Orange vests fill the city of Christchurch. Blaring radios, scaffolding, traffic cones and chain-link fences abound. “Don’t walk there,” they say, “Go this way. Watch out for this falling building.” I’ve never been to a city so devastated by a natural disaster.
On September 4, 2010 the city—at the time, the second most populated in the country—experienced an earthquake with an epicenter in the nearby Canterbury plains. The quake caused widespread damage. The government declared a state of emergency, called in the New Zealand army, and instated a curfew to keep people out of the streets and out of harm from the damaged buildings.
Kiwis are a resilient bunch. Over the coming months, they banded together to rebuild their crumbled city until February 22nd, 2011, just over five months later, an aftershock with a magnitude 6.3 of struck with an epicenter just 10 kilometres southeast of the city’s downtown core.
The devastation was immense. Downtown essentially became a pile of fallen rubble. 185 people lost their lives and Kiwis left the city in droves—what little of it there was left to leave.
Now, five years later, construction continues. The city has been offered a unique opportunity to rebuild from the ground up. The “Garden City” is still there, behind lines of fence and tape, willing itself forward.
I arrived in Christchurch with a soaking wet tent strapped under my bag and a dead cell phone battery. Since I’d been camping in the rain and hitched my way to the city, I hadn’t yet had an opportunity to figure out just what I was going to do when I got there.

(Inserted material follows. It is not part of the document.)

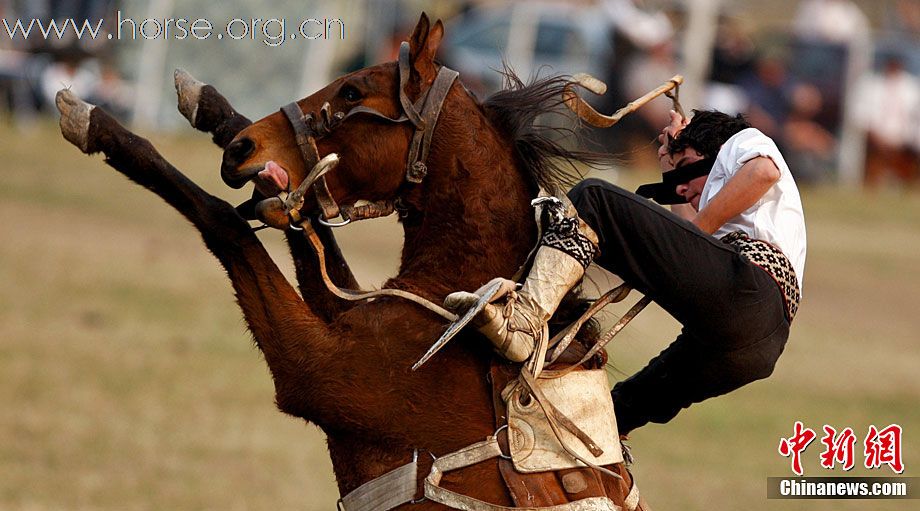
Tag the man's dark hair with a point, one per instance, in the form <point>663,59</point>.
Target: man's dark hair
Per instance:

After numerous failed attempts at couchsurfing, I checked a map for the closest hostel and booked myself in for a night. The Dorset House turned out to be clean, bright and soothingly familiar. Wooden engraved signs told me where to find the kitchen, toilets and other rooms, while helpful posters around the place educated me on the water supply. There was something about the place that reminded me of Yasodhara.
I spent the next couple of days wandering around the disaster-etched town. I knew a friend I met travelling was stationed there, so we spent a day checking out the alternative bookshops and a café co-op. The botanic gardens beckoned me to explore, and the huge park, lined with enormous trees, offered respite from all the orange reflective material in the downtown core.
One of the most significant buildings damaged, and subsequently condemned, is the Anglican Cathedral in the city’s central square. Built between 1864 and 1904, it stood as an emblem for the city for over a century.
As I gazed upon its cordoned off rubble, I couldn’t help but relate to the loss of a sacred space. The June 2014 fire that resulted in the loss of Yasodhara’s Temple of Light is still acutely in my awareness.
I walked through the maze of closed-off streets downtown to find the transitional Cathedral. That’s right, the Cathedral is housed in a structure using the same language as we call the Transitional Temple. Not only that, but—similarly to Yasodhara’s transitional space—it’s been constructed using atypical building materials. This Cathedral’s A-frame construction is made from PVC pipes, corrugated plastic and shipping containers. The latter being Christchurch’s building material of choice since the earthquakes.
I spent some time at the memorial across the street for the 185 people who lost their lives in the quakes and then made my way to the door of the Cathedral. Marigolds lined the flowerbeds, bursting with other New Zealand flowers I couldn’t identify.
I paused as I rounded the corner to the front. Awaiting me was a massive triangle of colourful stained glass. This may be a transitional Cathedral, but there is thought and quality put into it. Beauty is a generous form of grace offered when the human spirit endures disaster.
As with anything on New Zealand’s South Island, the place was crawling with tourists. Two elderly women stood behind the glass-topped counter of the gift shop, answering questions and joking with one another. Their lightness an inspiring response to tragedy.
After taking in the majesty of the place, I browsed the shop and picked out a postcard, pulling the ladies from their lively conversation.
With the high cost needed for reconstruction, there have been loose plans for the Cathedral’s rebuild, but so far nothing has been implemented for it.
Existing like a quiet hum under the city is a layer of brokenness. I’ve come to understand that it was one part of the place that I connected with. Like Christchurch, I feel like I’m rebuilding.
The tenacious spirit of those who stayed in the city is inspiring. I feel a connection with the fragility and uncertain nature of the place. At any moment, everything could change—another earthquake could bring everything crashing down. That sort of knowledge creates an intense sort of appreciation for what already exists. I feel glimpses of how powerful it is to live my life that way.
Eventually, I made my way out of Christchurch. The friend I visited there has spoken to numerous people who see it as some type of vortex—it pulls people in who want to leave but just can’t. I could feel how people might experience the city that way, yet for me it reignited a sense of purpose.
I came up with all sorts of daydreams for yoga classes I could teach there to bring healing to a traumatized people, but ultimately, I left. For now.
I take the momentum of rebuilding with me with gratitude for the connection I formed to the city.